The Effects of Normalizing Blood Pressure on Cerebral Blood Flow in Hypotensive Individuals With Spinal Cord Injury
Status:
Recruiting
Trial end date:
2021-12-01
Target enrollment:
Participant gender:
Summary
Dysregulation of blood pressure (BP), secondary to decentralized autonomic nervous system
(ANS) control of the cardiovascular system, often results in chronic hypotension and
orthostatic hypotension (OH) in persons with spinal cord injury (SCI), particularly in those
with high cord lesions (i.e., above T6). While most hypotensive individuals with chronic SCI
remain asymptomatic and do not complain of symptoms associated with cerebral hypoperfusion,
evidence of reduced resting cerebral blood flow (CBF) has been reported in association with
low systemic BP in the SCI and non-SCI populations. Reduced CBF in hypotensive individuals
may lead to cognitive dysfunction, and we reported significantly impaired memory and
marginally impaired attention processing in hypotensive individuals with SCI compared to a
normotensive SCI cohort. Furthermore, we found that CBF was not increased during cognitive
testing in individuals with SCI, which may contribute to impaired cognitive function compared
to non-SCI controls.
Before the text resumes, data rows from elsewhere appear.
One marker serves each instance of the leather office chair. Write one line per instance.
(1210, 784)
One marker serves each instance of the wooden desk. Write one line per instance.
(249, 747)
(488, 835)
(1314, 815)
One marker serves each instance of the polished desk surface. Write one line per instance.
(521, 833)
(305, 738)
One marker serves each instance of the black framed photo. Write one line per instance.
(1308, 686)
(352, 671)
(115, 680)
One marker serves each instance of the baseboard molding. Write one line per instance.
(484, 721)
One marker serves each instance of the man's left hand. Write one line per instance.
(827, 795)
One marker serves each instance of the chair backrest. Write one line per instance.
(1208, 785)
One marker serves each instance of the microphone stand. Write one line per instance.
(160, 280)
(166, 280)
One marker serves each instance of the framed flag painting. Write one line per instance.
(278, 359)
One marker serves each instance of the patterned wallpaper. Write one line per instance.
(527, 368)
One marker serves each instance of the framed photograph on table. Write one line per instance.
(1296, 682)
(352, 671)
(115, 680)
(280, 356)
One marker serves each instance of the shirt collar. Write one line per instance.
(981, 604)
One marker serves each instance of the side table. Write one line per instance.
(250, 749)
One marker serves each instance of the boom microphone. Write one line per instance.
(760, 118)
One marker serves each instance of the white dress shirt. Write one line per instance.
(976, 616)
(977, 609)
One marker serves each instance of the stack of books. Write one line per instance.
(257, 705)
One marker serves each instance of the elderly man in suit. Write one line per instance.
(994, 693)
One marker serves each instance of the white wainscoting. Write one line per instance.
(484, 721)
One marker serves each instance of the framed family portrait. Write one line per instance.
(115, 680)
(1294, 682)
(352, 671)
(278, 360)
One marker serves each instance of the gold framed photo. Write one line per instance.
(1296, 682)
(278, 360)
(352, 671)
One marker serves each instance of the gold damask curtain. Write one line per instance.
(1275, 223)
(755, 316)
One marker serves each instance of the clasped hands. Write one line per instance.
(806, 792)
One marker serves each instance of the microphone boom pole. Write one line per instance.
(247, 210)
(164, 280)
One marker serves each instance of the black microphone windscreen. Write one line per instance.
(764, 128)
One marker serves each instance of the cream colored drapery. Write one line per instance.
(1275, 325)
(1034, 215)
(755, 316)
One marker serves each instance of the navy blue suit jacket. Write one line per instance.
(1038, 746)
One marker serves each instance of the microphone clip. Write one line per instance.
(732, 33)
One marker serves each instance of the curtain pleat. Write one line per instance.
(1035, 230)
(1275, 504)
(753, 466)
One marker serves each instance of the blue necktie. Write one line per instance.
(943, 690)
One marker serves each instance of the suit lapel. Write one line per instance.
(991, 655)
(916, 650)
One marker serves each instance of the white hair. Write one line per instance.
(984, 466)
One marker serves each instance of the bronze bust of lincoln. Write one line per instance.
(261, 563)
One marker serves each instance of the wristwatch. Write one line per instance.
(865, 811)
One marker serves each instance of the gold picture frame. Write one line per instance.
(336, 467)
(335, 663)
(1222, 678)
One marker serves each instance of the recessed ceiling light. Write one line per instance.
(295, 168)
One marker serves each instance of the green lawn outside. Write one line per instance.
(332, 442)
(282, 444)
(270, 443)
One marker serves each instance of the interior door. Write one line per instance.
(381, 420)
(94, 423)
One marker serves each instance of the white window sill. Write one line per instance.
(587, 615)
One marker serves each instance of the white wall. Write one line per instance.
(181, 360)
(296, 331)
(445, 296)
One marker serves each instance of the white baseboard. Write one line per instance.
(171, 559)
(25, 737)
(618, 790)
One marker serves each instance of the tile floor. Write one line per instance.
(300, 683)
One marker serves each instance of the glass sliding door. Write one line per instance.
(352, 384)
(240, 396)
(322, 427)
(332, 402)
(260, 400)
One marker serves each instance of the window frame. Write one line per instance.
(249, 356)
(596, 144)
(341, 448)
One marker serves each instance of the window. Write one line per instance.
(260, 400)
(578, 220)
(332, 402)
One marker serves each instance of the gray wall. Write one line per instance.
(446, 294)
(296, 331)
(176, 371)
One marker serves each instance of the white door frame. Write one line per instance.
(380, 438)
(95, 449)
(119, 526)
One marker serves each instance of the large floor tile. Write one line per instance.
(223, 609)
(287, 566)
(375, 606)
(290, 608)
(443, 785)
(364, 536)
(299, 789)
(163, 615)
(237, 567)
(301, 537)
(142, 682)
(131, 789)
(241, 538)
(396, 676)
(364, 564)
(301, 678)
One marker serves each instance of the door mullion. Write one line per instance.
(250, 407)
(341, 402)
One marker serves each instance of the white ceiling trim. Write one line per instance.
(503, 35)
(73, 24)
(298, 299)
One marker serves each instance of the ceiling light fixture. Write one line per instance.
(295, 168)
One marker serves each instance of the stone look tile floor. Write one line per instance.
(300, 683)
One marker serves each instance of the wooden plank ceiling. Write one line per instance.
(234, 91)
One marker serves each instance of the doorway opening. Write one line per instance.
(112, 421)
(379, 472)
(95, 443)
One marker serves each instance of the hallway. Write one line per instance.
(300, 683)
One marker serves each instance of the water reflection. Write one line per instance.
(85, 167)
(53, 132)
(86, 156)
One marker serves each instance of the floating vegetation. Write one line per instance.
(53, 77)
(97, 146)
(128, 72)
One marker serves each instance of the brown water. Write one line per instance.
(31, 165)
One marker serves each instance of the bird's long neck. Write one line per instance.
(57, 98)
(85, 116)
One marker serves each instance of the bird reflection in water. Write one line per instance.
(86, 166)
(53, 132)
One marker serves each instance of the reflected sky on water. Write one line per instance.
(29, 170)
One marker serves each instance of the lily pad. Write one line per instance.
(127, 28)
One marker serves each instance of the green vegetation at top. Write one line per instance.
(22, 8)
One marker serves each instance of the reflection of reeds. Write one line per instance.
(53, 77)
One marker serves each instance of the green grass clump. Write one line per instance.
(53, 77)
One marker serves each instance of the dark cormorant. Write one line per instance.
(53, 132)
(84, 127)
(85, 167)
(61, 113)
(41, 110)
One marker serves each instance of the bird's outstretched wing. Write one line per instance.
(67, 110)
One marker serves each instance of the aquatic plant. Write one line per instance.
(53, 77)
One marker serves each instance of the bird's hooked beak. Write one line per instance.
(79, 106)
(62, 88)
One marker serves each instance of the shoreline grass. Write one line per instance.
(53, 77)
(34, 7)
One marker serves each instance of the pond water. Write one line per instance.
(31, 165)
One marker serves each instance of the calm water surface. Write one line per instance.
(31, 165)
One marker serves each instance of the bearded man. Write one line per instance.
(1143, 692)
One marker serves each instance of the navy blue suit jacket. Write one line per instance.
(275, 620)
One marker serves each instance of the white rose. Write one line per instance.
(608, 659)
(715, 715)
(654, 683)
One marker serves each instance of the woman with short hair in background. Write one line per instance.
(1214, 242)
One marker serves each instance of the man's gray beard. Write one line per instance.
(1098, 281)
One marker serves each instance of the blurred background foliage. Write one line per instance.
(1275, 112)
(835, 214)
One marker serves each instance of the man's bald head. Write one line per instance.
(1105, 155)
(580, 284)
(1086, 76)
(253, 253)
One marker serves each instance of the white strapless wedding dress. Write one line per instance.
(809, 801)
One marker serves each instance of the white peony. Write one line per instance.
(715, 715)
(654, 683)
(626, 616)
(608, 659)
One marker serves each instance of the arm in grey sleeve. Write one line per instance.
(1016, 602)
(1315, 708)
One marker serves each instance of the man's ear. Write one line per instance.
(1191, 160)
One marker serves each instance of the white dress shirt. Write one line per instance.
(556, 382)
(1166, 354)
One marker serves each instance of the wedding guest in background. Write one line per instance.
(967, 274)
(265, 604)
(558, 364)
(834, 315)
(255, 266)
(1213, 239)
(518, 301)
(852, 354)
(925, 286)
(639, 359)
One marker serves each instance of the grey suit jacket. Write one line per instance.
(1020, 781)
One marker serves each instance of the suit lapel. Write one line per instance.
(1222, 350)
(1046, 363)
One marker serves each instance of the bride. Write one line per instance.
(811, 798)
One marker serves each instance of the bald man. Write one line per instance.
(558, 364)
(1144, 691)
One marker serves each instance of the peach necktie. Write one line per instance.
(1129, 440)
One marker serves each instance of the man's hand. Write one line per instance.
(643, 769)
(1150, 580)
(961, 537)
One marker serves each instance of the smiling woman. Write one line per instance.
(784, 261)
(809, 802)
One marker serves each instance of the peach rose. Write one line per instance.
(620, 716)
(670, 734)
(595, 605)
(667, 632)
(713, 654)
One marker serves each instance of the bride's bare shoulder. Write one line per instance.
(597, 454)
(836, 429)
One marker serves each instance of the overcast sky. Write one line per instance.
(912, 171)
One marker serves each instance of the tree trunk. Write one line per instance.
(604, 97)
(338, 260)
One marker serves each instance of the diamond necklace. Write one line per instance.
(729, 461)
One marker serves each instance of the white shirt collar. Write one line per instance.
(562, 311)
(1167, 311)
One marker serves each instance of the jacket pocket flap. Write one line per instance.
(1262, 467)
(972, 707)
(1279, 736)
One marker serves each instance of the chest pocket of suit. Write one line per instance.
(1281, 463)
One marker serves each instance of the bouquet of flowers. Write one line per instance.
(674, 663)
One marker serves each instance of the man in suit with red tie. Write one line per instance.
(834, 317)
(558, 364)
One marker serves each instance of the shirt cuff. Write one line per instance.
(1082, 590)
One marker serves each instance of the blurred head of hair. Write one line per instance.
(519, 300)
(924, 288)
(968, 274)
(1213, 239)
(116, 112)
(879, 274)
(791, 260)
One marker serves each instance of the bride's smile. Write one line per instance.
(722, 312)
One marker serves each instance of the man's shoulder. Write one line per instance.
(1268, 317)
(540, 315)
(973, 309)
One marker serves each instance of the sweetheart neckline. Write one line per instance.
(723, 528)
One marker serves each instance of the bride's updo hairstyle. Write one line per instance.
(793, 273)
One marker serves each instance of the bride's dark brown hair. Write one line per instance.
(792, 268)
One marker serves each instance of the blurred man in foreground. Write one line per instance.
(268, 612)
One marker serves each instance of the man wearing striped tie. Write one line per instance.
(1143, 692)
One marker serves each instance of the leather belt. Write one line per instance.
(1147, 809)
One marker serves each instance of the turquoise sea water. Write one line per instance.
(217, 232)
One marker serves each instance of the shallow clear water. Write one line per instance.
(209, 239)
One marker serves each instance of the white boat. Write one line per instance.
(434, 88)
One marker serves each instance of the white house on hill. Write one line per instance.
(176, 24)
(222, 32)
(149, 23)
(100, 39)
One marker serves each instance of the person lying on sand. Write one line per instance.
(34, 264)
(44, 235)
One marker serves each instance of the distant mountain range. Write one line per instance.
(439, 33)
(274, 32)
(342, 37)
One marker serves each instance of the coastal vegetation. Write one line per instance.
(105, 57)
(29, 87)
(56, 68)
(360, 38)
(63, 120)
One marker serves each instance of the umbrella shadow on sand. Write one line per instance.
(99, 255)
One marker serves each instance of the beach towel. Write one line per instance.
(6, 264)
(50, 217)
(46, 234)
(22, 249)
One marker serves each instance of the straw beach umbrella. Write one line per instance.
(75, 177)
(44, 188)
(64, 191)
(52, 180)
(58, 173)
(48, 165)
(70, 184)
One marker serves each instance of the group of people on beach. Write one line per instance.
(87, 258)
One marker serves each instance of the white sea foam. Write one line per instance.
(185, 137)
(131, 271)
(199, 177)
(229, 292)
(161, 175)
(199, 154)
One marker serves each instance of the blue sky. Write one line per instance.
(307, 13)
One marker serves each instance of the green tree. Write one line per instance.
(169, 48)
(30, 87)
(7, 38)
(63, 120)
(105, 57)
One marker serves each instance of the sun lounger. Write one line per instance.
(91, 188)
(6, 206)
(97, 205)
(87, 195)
Although asymptomatic hypotension may have an adverse impact on
cognitive function and quality of quality of life (QOL) clinical management of this condition
is extremely low. In fact, we reported that while nearly 40% of Veterans with SCI were
hypotensive, less than 1% carried the diagnosis of hypotension or were prescribed an
anti-hypotensive medication. The discrepancy between incidence and treatment of asymptomatic
hypotension in the SCI population may relate to a paucity of treatment options which are
supported by rigorous clinical trials documenting safe and effective use of anti-hypotensive
therapy on BP, CBF and cognitive function. We hypothesize these study medications may
increase systolic blood pressure to the normal range and improve cerebral blood flow
velocity. Results and conclusions will not be removed from the record.